Remaking American Medicine…
Health Care for the 21st Century
Remaking American Medicine…Health Care for the 21st Century, a four-part television series intended for broadcast on PBS in October 2006, will tell stories of change. The goal is to inspire and empower viewers, both members of the general public and health care professionals, to join in efforts to transform American health care.
Drawing on unprecedented access to health care institutions across the nation, the series will present detailed and emotionally engaging profiles of individuals struggling to fix our broken health care system. The stories will be told through the eyes of doctors, nurses, administrators and patients, showing their struggles, their setbacks and their victories.
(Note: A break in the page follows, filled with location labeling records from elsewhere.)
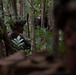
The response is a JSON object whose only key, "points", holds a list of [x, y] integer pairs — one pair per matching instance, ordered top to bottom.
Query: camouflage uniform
{"points": [[35, 64]]}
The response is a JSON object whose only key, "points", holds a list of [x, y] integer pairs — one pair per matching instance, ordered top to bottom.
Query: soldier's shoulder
{"points": [[35, 64]]}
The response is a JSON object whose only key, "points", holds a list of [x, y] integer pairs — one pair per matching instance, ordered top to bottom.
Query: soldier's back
{"points": [[35, 64]]}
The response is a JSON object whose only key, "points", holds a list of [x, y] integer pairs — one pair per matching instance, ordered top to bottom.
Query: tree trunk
{"points": [[14, 5], [22, 8], [42, 12], [50, 16], [32, 26], [55, 39]]}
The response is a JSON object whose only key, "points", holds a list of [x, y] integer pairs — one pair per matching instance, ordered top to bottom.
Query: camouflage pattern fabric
{"points": [[35, 64]]}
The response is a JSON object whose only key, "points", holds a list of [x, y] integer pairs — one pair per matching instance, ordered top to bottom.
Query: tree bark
{"points": [[14, 5], [42, 12], [55, 38], [33, 48]]}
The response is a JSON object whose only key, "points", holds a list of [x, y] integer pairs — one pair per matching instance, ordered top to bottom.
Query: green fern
{"points": [[18, 43]]}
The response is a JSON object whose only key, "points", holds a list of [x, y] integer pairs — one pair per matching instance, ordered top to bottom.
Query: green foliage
{"points": [[43, 39], [18, 43], [27, 52]]}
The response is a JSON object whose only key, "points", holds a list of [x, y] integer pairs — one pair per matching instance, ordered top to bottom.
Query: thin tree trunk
{"points": [[14, 5], [22, 8], [42, 12], [50, 16], [55, 39]]}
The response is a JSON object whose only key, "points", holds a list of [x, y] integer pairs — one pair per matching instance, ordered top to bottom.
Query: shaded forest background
{"points": [[43, 36]]}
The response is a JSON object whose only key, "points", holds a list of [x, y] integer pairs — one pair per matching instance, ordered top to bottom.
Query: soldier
{"points": [[17, 30], [41, 63]]}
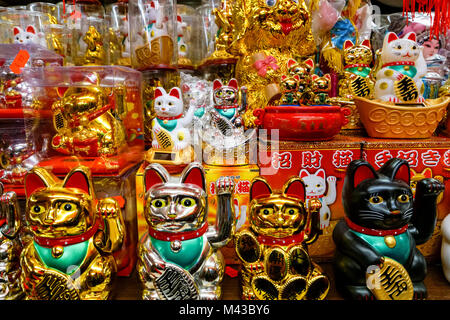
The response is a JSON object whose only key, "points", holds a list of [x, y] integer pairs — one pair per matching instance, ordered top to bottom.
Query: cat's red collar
{"points": [[399, 63], [356, 65], [234, 106], [171, 118], [374, 232], [180, 236], [70, 240], [271, 241]]}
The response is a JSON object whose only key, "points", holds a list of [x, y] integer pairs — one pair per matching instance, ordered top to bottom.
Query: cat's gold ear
{"points": [[155, 174], [193, 174], [38, 178], [79, 178], [259, 188], [295, 188]]}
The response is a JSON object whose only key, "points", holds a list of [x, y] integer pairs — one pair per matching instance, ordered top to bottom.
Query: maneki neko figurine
{"points": [[85, 125], [171, 128], [74, 237], [10, 246], [274, 247], [376, 255], [179, 256]]}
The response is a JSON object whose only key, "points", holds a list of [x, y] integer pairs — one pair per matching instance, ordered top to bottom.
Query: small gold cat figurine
{"points": [[357, 79], [85, 123], [75, 234], [274, 248]]}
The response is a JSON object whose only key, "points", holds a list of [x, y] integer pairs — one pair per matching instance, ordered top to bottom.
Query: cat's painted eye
{"points": [[403, 198], [376, 199], [188, 202], [159, 203], [68, 206], [37, 209], [266, 211], [291, 211]]}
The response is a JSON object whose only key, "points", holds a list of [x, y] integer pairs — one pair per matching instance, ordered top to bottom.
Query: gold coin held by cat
{"points": [[390, 241]]}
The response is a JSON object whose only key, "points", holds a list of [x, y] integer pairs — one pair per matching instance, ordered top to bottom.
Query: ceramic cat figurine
{"points": [[402, 67], [356, 79], [321, 87], [226, 103], [85, 125], [170, 128], [316, 185], [74, 237], [10, 246], [274, 247], [376, 254], [178, 257]]}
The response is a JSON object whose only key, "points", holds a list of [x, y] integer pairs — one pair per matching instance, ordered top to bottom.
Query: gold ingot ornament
{"points": [[74, 236], [274, 248]]}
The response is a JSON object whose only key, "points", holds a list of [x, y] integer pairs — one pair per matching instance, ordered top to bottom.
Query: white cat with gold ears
{"points": [[402, 69], [170, 128]]}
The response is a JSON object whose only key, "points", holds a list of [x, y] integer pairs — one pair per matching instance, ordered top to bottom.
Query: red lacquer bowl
{"points": [[303, 123]]}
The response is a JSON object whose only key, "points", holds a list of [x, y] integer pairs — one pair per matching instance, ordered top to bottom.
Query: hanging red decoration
{"points": [[441, 8]]}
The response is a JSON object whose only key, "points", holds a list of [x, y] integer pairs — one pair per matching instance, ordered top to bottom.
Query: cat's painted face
{"points": [[28, 35], [404, 49], [355, 54], [225, 95], [168, 104], [315, 183], [379, 200], [175, 207], [57, 208], [277, 215]]}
Program One - “Silent Killer” -- Every year at least 98,000 Americans are killed – and countless more are injured – as a result of medical errors. This program begins by profiling the efforts of Sorrel King, whose 18-month-old daughter died at one of the most respected hospitals in the world, Johns Hopkins. King has gone from grieving victim to engaged activist, partnering with Johns Hopkins to make safety a top priority at the institution. Now she has joined forces with Dr. Donald Berwick, a nationally recognized patient safety advocate, to save 100,000 lives in American hospitals.
Program Two - “First Do No Harm” -- This program focuses on the impact of hospital-acquired infections and medical errors in two institutions, and follows the efforts of physicians who are challenging their colleagues to live up to their oath to “First Do No Harm.” In Pittsburgh, Pennsylvania, Chief of Medicine Dr. Richard Shannon is confronting an epidemic of hospital-acquired infections that are shattering the lives of their victims. Hackensack University Medical Center in New Jersey is engaged in an effort to completely transform the way the institution delivers care. The goal in both hospitals is to ensure that the people trusted to provide safe and effective medical treatment do not harm patients.
Program Three - “The Stealth Epidemic” -- Chronic diseases, like diabetes and congestive heart failure, affect nearly 100 million Americans, and treatment of these illnesses consumes nearly 70 percent of all health care resources. Yet doctors are often unable to prevent needless suffering or even death, and these failures are threatening the viability of our entire health care system. This program looks at groundbreaking efforts in two very different communities -- Los Angeles and Whatcom County in the state of Washington -- that are fundamentally transforming the physician-patient relationship … and offer a glimmer of hope for patients across the country who are struggling with their chronic conditions.
Program Four - “Hand in Hand” -- As medicine continues to become more and more technologically sophisticated and the systems that deliver medical care become more complex, the relationship between providers and patients and their families is more important than ever. This final program tells the story of patients and families who have formed a unique bond in a teaching hospital in Augusta, Georgia to transform the institution into a nationally recognized facility, where partnership is a guiding vision to the care it delivers.